Bisecting LLVM code
Introduction
git bisect
is a useful tool for finding which revision caused a bug.
This document describes how to use git bisect
. In particular, while LLVM
has a mostly linear history, it has a few merge commits that added projects --
and these merged the linear history of those projects. As a consequence, the
LLVM repository has multiple roots: One "normal" root, and then one for each
toplevel project that was developed out-of-tree and then merged later.
As of early 2020, the only such merged project is MLIR, but flang will likely
be merged in a similar way soon.
Basic operation
See https://git-scm.com/docs/git-bisect for a good overview.

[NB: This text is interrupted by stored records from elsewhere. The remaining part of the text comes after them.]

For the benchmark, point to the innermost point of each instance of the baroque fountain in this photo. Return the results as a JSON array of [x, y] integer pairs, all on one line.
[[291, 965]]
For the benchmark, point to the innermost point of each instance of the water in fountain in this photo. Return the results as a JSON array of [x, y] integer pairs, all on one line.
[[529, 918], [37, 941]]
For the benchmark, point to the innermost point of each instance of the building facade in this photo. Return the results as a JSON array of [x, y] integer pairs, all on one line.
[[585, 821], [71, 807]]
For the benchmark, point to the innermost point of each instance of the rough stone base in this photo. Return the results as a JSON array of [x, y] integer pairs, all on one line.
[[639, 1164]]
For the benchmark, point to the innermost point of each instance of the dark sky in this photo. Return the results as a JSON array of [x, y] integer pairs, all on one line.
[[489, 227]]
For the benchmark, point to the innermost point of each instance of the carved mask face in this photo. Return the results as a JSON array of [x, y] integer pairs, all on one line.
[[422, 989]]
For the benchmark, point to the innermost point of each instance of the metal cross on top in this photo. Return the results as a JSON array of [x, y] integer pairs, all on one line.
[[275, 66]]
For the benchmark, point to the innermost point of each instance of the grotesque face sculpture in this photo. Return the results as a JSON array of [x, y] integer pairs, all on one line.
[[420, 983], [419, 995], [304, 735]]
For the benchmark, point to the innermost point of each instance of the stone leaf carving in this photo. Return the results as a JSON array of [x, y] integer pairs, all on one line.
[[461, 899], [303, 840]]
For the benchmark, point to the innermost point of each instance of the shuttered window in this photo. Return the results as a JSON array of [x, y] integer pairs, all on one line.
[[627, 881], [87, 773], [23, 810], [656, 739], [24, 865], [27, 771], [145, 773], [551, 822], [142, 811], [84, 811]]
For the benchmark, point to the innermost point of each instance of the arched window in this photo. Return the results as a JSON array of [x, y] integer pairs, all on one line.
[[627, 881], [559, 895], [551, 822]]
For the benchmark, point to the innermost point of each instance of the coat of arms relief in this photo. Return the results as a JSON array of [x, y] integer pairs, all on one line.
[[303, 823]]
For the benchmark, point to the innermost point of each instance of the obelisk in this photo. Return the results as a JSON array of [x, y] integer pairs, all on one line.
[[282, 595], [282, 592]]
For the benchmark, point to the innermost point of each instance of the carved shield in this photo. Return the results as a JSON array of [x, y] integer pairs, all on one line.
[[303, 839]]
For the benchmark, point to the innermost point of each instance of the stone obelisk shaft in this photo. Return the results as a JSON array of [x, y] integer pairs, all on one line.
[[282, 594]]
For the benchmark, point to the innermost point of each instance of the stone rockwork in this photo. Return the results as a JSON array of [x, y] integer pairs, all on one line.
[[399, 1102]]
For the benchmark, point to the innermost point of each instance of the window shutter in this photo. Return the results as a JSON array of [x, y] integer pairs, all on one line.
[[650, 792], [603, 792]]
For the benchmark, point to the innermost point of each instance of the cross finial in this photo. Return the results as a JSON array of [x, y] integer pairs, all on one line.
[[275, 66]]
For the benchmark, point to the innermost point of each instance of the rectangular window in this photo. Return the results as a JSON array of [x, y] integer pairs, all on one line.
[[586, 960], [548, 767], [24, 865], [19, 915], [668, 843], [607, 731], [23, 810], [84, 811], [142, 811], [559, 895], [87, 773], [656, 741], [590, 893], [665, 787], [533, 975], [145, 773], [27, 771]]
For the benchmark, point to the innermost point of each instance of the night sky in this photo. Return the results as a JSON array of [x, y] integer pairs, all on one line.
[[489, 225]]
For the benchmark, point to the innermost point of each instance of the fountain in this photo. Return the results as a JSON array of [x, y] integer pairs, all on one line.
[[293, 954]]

In summary:
git bisect start git bisect bad master git bisect good f00ba
git will check out a revision in between. Try to reproduce your problem at
that revision, and run git bisect good
or git bisect bad
.
If you can't repro at the current commit (maybe the build is broken), run
git bisect skip
and git will pick a nearby alternate commit.
(To abort a bisect, run git bisect reset
, and if git complains about not
being able to reset, do the usual git checkout -f master; git reset --hard
origin/master
dance and try again).
git bisect run
A single bisect step often requires first building clang, and then compiling
a large code base with just-built clang. This can take a long time, so it's
good if it can happen completely automatically. git bisect run
can do
this for you if you write a run script that reproduces the problem
automatically. Writing the script can take 10-20 minutes, but it's almost
always worth it -- you can do something else while the bisect runs (such
as writing this document).
Here's an example run script. It assumes that you're in llvm-project
and
that you have a sibling llvm-build-project
build directory where you
configured CMake to use Ninja. You have a file repro.c
in the current
directory that makes clang crash at trunk, but it worked fine at revision
f00ba
.
# Build clang. If the build fails, `exit 125` causes this # revision to be skipped ninja -C ../llvm-build-project clang || exit 125 ../llvm-build-project/bin/clang repro.c
To make sure your run script works, it's a good idea to run ./run.sh
by
hand and tweak the script until it works, then run git bisect good
or
git bisect bad
manually once based on the result of the script
(check echo $?
after your script ran), and only then run git bisect run
./run.sh
. Don't forget to mark your run script as executable -- git bisect
run
doesn't check for that, it just assumes the run script failed each time.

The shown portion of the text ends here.